PyODPSはDataFrameフレームワークを提供します。これにより、MaxComputeデータを簡単にクエリおよび管理できます。詳細は、「DataFrame」をご参照ください。 to_df() メソッドを呼び出して、テーブルをDataFrameに変換できます。

table = o.get_table('my_table_name')
df = table.to_df()

テーブルパーティションの管理

テーブルがパーティション分割されているかどうかを確認します。

table = o.get_table('my_new_table')
if table.schema.partitions:
    print('Table %s is partitioned.' % table.name)

テーブル内のすべてのパーティションを繰り返します。

table = o.get_table('my_new_table')
for partition in table.partitions:  # Iterate over all partitions.
    print(partition.name) # An iteration step. In this step, the partition name is displayed.
for partition in table.iterate_partitions(spec='pt=test'):  # Iterate over level-2 partitions in the partition named test.
    print(partition.name) # An iteration step. In this step, the partition name is displayed.
for partition in table.iterate_partitions(spec='dt>20230119'):  # Iterate over level-2 partitions in the partitions that meet the dt>20230119 condition.
    print(partition.name)  # An iteration step. In this step, the partition name is displayed.

重要

PyODPS 0.11.3以降では、上記の例のdt>20230119など、iterate_partitionsの論理式を指定できます。

パーティションが存在するかどうかを確認します。

table = o.get_table('my_new_table')
table.exist_partition('pt=test,sub=2015')

パーティションに関する情報を取得します。

table = o.get_table('my_new_table')
partition = table.get_partition('pt=test')
print(partition.creation_time)
partition.size

パーティションを作成します。

t = o.get_table('my_new_table')
t.create_partition('pt=test', if_not_exists=True)  # Create a partition only if no partition with the same name exists.

既存のパーティションを削除します。

t = o.get_table('my_new_table')
t.delete_partition('pt=test', if_exists=True)  # Set the if_exists parameter to True. This ensures that a partition is deleted only if the partition exists. 
partition.drop()  # Call the drop() method to drop a partition if the partition exists.

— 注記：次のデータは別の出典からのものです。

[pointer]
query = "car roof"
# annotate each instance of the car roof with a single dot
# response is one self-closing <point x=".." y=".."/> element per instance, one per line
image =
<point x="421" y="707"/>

MaxCompute Tunnelを使用したデータのアップロードとダウンロード

MaxCompute Tunnel は、MaxCompute のデータトンネルです。 Tunnelを使用して、MaxComputeにデータをアップロードしたり、MaxComputeからデータをダウンロードしたりできます。

データアップロードの例

from odps.tunnel import TableTunnel

table = o.get_table('my_table')

tunnel = TableTunnel(odps)
upload_session = tunnel.create_upload_session(table.name, partition_spec='pt=test')

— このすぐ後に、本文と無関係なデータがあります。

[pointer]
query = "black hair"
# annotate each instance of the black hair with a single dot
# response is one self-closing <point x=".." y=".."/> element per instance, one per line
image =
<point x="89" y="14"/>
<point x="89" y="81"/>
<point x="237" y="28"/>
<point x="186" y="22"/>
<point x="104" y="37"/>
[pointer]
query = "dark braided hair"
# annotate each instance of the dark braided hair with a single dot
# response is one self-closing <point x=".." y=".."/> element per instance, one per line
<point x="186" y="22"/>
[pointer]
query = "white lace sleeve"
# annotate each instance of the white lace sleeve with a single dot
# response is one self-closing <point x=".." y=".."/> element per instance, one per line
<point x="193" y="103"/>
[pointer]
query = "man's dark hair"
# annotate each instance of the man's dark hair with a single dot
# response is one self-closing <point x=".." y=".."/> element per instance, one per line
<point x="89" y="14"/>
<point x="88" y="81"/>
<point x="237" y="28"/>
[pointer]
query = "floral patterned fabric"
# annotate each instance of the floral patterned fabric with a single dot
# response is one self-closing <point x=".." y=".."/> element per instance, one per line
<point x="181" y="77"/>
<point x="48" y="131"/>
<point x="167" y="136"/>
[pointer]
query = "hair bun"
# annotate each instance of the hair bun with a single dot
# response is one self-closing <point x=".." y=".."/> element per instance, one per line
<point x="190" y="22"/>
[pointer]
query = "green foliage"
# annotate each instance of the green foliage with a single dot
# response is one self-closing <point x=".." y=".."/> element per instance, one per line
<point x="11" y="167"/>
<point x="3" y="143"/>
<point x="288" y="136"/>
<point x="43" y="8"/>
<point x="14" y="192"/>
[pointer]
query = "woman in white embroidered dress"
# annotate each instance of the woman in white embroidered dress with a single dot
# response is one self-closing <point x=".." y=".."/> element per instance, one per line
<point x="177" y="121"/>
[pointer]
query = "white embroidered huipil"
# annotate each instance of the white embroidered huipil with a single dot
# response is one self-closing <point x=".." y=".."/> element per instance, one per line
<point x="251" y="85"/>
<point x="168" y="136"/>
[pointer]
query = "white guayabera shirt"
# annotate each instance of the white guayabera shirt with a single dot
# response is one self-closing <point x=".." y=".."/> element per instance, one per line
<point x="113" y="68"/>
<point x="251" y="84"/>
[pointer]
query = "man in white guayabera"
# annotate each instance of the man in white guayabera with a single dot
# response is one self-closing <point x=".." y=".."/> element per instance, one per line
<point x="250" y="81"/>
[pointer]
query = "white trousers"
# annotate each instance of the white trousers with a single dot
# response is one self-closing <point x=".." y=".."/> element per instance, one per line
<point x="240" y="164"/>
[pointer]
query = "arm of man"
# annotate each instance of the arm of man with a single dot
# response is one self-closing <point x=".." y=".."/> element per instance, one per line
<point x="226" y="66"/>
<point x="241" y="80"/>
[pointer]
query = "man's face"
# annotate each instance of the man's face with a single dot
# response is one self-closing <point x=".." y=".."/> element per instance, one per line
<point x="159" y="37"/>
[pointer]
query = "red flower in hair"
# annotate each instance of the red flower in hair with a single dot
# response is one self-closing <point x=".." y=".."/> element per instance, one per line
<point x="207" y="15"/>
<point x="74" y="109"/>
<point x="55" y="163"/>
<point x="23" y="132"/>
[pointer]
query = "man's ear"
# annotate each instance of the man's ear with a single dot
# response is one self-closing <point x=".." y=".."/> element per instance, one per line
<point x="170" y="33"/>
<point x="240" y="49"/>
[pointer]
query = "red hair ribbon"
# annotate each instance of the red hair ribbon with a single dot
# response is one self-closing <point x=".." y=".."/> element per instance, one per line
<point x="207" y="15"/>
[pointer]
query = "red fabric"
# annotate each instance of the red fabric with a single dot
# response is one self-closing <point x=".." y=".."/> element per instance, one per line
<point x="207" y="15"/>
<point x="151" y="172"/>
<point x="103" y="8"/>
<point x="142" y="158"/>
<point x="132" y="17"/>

with upload_session.open_record_writer(0) as writer:
    record = table.new_record()
    record[0] = 'test1'
    record[1] = 'id1'
    writer.write(record)

    record = table.new_record(['test2', 'id2'])
    writer.write(record)

# You must execute the following statement outside the WITH code block. If you execute the following statement before data is written, an error is reported.
upload_session.commit([0])

データのダウンロード例

from odps.tunnel import TableTunnel

tunnel = TableTunnel(odps)
download_session = tunnel.create_download_session('my_table', partition_spec='pt=test')
# Process each record. 
with download_session.open_record_reader(0, download_session.count) as reader:
    for record in reader:
        print(record)  # An iteration step. In this step, the record is displayed.

説明

PyODPSでは、外部テーブルを使用してデータをアップロードすることはできません。たとえば、外部テーブルを使用してObject Storage Service (OSS) またはTablestoreからデータをアップロードすることはできません。
Tunnelの代わりに、テーブルの書き込みおよび読み取りインターフェイスを使用することを推奨します。
CPython環境では、PyODPSはインストール中にCプログラムをコンパイルして、トンネルベースのアップロードとダウンロードを高速化します。